The purpose of DDEX (pronounced "dee-dex") is to establish standards for the meta-data in digital music files, mainly for sales and rights-tracking purposes.
Founding members of the consortium include artists' rights group ASCAP, Sony BMG Music Entertainment, Warner Music Group, Universal Music Group and EMI Music, as well as several other music rights societies and agencies from the U.S., U.K. and Europe. Apple Computer, Microsoft and RealNetworks, which all provide digital music services, are also charter members.
"What we hope to accomplish is a foundation or baseline so that information about music and songs are going to be transmitted more efficiently," Chris Amenita, senior vice president of ASCAP, told CNET News.com. "Sort of like what the credit card industry did a number of years ago when they standardized their numerics."
As it stands now, content providers, publishing houses and digital music services have no standard way to deliver or receive information on the sales of music downloads. The record labels report to publishing houses when they release music files to music services in their own proprietary way. Each music service in turn reports the sales of specific digital music files to the publishing houses and content providers in their own format.
DDEX seeks to establish a standard format and tracking system for the meta-data attached to digital music files. Once the standard is established, identification of rights owners, sales and royalty information will be relayed in the same manner for all legally distributed music.

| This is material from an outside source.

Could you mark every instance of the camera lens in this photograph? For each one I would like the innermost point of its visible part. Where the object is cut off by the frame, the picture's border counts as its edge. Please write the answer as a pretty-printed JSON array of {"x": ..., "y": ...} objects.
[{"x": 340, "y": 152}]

"Optimistically, it would be great if we could have something by the end of the year," Amenita said. "But with so many parties involved you have to be realistic."
In addition to streamlining rights reporting and sales, a long-term goal for DDEX is to eventually standardize the meta-data consumers use to digitally sort and organize their music.
That would mean that information such as artist name, track labels and other related content would appear in a standard format across devices and music programs.